Now many full-service operators are opening their eyes to the revenue-boosting opportunities McDonald’s found in serving breakfast foods across dayparts.

  • Consumers want waffles, bacon and eggs, potatoes or a delicious breakfast bowl at dinner. Expect to find them at a growing range of restaurants.
  • Traditional full-service chains like The Cheesecake Factory and Maggiano’s have added weekend brunch, while many indies are doing it on Thursday and Friday as well.
  • All the while, analysts say guests are happy to navigate the ever-blurred lines between dayparts to get a breakfast fix.

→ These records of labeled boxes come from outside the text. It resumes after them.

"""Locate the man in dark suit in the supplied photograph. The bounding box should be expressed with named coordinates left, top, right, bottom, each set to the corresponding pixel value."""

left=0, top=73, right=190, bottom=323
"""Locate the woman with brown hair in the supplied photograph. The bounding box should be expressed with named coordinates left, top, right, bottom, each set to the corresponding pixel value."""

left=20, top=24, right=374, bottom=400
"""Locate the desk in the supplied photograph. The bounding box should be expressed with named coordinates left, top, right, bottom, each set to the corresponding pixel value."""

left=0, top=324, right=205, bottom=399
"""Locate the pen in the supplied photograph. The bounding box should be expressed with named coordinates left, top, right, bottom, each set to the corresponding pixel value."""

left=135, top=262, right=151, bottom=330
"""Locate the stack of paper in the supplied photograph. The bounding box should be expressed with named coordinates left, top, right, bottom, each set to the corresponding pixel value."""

People have made breakfast for dinner at home forever, and now someone else is doing it for them,” says Darren Tristano, CEO of Foodservice Results, a research and consultancy firm. “What’s not to like about that? When you want breakfast, it doesn’t matter what time of day it is. Now you can get it.”

Has McDonald’s success with all-day eggs, pancakes and other early morning fare triggered a breakfast battle with others? NPD Group food industry advisor David Portalatin says it doesn’t appear so. He believes that by recognising the opportunity to utilise its well-established breakfast assets in other dayparts, McDonald’s has merely helped itself. Customers responded to this new flexibility by visiting more often long after sunup, and he believes others could mimic that strategy.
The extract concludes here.